In the AT-SELP-MAP SR scheme, the gradient descent minimization procedure is applied selectively and only to pixels that are determined to be perceptually significant by the attentive-perceptual detectors (Sections 9.5.3 and 9.6.2). Following the steepest descent solution in the perceptually driven framework, the HR image is estimated using Equation 9.8 as follows [37]:

${\hat{z}}_{n + 1} = {\hat{z}}_{n} - β_{n} M {\frac{1}{σ_{η}^{2}} \sum_{k = 1}^{K} W^{T} (W z_{n} - y) + \frac{1}{2} C_{z}^{- 1} z_{n}}, (9.34)$

where M represents the attentive-perceptual mask for selecting active pixels at every iteration of the SR process. Note that the initial HR image estimate is an interpolated version of one of the LR frames. The elements in M take binary values, where ones indicate active pixels that should be included in the SR update at the current iteration, whereas zero mask values indicate that the corresponding pixels are non-active and will not be processed in the current iteration.

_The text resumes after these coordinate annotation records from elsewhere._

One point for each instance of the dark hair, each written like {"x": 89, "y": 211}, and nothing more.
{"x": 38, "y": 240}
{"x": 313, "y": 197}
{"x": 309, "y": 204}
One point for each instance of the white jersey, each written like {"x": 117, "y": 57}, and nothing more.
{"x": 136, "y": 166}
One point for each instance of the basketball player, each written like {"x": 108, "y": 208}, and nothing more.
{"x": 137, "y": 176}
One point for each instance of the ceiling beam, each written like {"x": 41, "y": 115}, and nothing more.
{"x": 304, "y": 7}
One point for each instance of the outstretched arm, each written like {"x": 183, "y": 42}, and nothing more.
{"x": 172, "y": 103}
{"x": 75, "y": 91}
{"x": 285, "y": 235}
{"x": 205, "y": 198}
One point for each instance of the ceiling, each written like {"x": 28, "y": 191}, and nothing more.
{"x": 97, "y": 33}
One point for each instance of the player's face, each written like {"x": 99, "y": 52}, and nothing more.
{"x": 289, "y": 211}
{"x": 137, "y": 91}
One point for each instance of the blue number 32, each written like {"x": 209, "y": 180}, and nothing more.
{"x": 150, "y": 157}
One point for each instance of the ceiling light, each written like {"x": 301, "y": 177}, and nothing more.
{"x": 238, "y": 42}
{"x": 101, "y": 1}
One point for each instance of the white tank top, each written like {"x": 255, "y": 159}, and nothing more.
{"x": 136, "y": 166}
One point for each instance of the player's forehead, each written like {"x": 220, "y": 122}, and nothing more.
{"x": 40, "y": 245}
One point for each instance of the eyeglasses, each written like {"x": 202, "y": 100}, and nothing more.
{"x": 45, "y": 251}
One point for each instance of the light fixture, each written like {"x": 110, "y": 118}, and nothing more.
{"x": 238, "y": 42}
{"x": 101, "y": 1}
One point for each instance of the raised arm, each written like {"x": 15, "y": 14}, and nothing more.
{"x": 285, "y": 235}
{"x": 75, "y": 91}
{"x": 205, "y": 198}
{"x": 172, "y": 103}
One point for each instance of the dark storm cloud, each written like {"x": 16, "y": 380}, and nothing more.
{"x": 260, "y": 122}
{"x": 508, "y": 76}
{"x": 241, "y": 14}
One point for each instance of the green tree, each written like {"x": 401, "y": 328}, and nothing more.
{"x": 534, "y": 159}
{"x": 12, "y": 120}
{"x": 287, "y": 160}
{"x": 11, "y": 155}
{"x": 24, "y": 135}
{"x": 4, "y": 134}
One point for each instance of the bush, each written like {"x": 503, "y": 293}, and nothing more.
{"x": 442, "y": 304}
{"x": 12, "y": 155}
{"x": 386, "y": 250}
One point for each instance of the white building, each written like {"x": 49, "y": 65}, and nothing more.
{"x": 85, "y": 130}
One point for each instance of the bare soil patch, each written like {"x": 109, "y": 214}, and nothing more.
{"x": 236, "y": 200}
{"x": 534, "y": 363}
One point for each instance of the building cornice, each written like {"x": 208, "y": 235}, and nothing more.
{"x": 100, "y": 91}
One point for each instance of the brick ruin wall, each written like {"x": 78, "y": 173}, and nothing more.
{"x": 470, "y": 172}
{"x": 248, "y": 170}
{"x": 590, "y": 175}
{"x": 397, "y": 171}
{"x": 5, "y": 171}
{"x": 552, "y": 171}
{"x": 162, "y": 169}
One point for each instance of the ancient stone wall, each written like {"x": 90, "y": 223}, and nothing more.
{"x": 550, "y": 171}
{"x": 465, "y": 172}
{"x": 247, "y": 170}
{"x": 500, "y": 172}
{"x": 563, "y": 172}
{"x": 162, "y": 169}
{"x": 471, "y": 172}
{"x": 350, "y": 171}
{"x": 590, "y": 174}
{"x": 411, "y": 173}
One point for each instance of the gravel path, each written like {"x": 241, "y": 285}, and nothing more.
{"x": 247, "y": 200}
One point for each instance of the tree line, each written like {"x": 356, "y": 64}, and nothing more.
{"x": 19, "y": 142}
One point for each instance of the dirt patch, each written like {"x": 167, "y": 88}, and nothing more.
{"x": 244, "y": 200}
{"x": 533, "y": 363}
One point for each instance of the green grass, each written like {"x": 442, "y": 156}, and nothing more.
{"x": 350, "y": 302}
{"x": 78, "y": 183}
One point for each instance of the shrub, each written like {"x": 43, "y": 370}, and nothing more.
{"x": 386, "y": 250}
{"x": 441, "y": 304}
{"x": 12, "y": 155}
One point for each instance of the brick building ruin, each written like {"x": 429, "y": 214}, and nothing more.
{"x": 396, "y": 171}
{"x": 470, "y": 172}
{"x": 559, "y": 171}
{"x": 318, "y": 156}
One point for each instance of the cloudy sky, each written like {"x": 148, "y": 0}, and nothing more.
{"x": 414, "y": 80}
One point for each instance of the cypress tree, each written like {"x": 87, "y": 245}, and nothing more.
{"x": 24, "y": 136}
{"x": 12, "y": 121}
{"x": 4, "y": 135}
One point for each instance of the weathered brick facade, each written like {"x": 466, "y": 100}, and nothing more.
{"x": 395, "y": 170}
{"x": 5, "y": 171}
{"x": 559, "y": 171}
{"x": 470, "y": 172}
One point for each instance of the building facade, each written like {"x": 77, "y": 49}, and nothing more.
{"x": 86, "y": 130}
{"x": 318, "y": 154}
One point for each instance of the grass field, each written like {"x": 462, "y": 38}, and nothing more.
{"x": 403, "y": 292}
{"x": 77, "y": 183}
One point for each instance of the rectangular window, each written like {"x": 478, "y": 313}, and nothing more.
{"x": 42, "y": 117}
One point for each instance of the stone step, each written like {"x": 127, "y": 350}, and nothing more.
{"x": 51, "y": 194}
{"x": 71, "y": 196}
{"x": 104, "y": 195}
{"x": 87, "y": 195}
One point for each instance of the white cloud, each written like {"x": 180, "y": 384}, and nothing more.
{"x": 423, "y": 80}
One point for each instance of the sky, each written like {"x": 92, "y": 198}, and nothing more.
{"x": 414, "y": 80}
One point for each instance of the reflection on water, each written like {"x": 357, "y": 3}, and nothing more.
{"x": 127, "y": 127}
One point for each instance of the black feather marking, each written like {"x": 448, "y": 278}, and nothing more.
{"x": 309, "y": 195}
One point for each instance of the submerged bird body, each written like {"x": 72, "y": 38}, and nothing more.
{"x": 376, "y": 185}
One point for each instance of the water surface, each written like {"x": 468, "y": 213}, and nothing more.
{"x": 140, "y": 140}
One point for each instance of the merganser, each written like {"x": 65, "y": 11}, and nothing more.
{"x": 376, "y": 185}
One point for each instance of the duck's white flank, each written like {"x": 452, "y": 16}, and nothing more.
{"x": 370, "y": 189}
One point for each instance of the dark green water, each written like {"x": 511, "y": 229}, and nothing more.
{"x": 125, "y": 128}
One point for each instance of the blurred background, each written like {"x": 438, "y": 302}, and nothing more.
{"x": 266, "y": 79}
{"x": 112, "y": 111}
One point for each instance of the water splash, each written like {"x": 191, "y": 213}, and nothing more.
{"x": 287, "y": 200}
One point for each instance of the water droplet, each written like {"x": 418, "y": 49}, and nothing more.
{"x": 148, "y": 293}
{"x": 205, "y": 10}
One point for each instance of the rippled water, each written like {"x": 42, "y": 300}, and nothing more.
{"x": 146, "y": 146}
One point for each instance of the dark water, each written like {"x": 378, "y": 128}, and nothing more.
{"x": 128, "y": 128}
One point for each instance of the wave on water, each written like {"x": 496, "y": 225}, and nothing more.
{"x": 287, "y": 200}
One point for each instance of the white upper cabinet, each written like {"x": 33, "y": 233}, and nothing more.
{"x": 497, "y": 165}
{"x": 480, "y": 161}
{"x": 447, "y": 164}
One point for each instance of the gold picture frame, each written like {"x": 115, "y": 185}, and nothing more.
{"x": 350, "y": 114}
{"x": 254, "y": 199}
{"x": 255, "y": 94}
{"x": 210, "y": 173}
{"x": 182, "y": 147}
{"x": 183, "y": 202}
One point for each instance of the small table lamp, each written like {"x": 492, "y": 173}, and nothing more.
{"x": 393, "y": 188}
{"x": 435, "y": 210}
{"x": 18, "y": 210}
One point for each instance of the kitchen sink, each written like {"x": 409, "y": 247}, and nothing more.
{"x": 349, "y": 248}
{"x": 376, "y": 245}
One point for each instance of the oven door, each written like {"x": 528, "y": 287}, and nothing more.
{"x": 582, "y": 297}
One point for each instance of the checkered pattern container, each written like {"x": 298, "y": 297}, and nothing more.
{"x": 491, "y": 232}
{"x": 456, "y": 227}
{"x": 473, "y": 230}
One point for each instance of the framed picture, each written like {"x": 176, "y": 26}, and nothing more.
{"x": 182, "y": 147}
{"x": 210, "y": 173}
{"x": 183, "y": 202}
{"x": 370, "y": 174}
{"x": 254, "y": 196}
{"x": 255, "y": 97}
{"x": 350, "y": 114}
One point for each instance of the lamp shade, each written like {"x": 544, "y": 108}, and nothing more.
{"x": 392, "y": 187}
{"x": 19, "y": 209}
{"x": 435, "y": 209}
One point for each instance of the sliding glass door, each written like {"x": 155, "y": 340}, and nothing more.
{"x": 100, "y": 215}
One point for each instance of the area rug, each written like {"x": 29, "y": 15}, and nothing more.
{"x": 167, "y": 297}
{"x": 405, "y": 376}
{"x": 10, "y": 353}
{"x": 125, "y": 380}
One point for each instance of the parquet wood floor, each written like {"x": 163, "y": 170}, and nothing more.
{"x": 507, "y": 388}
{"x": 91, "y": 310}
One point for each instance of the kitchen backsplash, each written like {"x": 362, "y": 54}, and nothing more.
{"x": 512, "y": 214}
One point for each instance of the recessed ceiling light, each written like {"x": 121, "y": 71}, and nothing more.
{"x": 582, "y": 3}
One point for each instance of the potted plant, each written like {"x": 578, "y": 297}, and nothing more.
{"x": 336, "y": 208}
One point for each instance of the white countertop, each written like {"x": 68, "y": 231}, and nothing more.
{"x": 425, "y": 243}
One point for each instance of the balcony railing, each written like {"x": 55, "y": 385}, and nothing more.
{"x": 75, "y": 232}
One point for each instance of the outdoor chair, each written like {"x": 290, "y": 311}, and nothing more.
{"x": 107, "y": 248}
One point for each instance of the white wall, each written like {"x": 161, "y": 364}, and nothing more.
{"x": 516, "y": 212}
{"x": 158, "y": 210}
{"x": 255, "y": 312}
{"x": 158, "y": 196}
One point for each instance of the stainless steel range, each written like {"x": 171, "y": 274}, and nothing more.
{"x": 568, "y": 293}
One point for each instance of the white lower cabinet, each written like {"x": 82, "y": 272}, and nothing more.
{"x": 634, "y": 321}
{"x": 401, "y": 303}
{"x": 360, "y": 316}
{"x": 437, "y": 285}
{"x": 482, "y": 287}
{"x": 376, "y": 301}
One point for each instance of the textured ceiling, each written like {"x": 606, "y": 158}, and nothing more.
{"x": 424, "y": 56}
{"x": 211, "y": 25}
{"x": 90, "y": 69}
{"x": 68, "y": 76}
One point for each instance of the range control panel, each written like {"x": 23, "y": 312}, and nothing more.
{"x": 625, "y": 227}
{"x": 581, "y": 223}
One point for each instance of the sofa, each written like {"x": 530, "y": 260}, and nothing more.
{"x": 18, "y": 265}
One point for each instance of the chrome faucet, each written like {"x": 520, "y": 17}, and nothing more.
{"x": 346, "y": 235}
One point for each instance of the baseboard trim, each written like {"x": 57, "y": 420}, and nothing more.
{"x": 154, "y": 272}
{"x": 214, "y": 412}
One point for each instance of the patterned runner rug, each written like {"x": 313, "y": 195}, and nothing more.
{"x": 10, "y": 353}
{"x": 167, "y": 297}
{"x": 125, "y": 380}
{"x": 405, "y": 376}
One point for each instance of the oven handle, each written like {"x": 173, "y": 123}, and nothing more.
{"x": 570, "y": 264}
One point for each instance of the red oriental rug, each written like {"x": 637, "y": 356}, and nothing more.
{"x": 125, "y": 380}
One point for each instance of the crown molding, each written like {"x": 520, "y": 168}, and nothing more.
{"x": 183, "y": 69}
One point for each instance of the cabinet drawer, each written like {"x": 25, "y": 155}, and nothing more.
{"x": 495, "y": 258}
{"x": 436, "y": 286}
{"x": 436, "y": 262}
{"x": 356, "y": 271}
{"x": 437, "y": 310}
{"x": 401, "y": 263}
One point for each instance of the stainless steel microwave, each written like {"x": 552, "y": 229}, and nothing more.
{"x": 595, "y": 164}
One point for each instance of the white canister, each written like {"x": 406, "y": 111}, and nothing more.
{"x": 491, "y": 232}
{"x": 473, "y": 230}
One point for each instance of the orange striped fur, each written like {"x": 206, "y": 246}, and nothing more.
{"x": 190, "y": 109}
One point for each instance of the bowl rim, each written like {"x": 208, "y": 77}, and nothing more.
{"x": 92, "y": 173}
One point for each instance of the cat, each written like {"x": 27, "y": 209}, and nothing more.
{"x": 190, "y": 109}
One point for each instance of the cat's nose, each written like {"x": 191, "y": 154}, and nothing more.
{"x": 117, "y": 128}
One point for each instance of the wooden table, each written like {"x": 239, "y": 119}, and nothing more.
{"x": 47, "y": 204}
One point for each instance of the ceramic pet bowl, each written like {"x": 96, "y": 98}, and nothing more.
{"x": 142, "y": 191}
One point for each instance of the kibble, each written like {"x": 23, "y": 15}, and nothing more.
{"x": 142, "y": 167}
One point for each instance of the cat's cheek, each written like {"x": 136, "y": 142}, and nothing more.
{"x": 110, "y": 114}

9.7.2 Perceptual Fusion-Restoration SR Estimation

The efficient perceptually driven framework can be used in conjunction with the fusion-restoration (FR) SR algorithms. Reference [42] proposed a two-step algorithm by using first a non-iterative data fusion step followed by an iterative gradient-descent deblurring-interpolation step. This algorithm models the relative motion between low-resolution frames as translational and the point spread function (PSF) as an L₁ × L₂ Gaussian lowpass filter with a standard deviation equals to 1. Following the regularized-norm SR formulation in Section 9.4.2, a fast fusion-restoration implementation of the minimization solution (Equation 9.12) can be achieved by solving for a blurred estimate $z_{b} = H \hat{z}$ of the HR image followed by an interpolation and deblurring iterative step. An initial blurred version of the HR estimate z_b is produced in the data fusion step by registration followed by a median operator of the LR frames on the HR grid, referred to as the “median shift and add” operator. As for the regularization term in Equation 9.12, a bilateral total variation regularization that preserves edges is adopted as follows [42]:

$Γ_{B T V} (z) = \sum_{l = - R}^{R} \sum_{m = 0}^{R} α^{| m | + | l |} {‖ z - S_{x}^{l} S_{y}^{m} z ‖}_{1}, (9.35)$

where $S_{x}^{l}$ and $S_{y}^{m}$ shift the HR image z by l and m pixels in the horizontal and vertical directions, respectively, and R ≥ 1 represents several scales of shifting values. The weight α is applied as a decaying factor for convergence purposes, and is chosen between 0 ≤ α ≤ 1. The SR problem in Equation 9.12 reduces to deblurring and interpolating for the missing pixels in the initial HR estimate z_b that is formulated as a regularized l₁-norm minimization problem [42]. In the AT-SELP-FR SR scheme, the steepest descent minimization is applied selectively only to the active pixels identified by the perceptual detection schemes:

${\hat{z}}_{n + 1} = {\hat{z}}_{n} - β_{n} M [H^{T} A^{T} s i g n (A H {\hat{z}}_{n} - A z_{b}) +] λ \sum_{l = - R}^{R} \sum_{m = 0}^{R} α^{| m | + | l |} [I - S_{y}^{- m} S_{x}^{- 1}] s i g n ({\hat{z}}_{n} - S_{x}^{l} S_{y}^{m} {\hat{z}}_{n})],$

where β_n is the step size in the direction of the gradient and λ is a regularization weighting factor. Matrix A is an N × N diagonal matrix with diagonal values equal to the square root of the number of measurements that contribute to make each element of z_b. Also, $S_{x}^{- l}$ and $S_{y}^{- m}$ define a shifting effect in the opposite directions of $S_{x}^{l}$ and $S_{y}^{m}$ . The term M represents the perceptually attentive masking that selects the active pixels that are processed at each iteration, thus reducing the computations required in Reference [42].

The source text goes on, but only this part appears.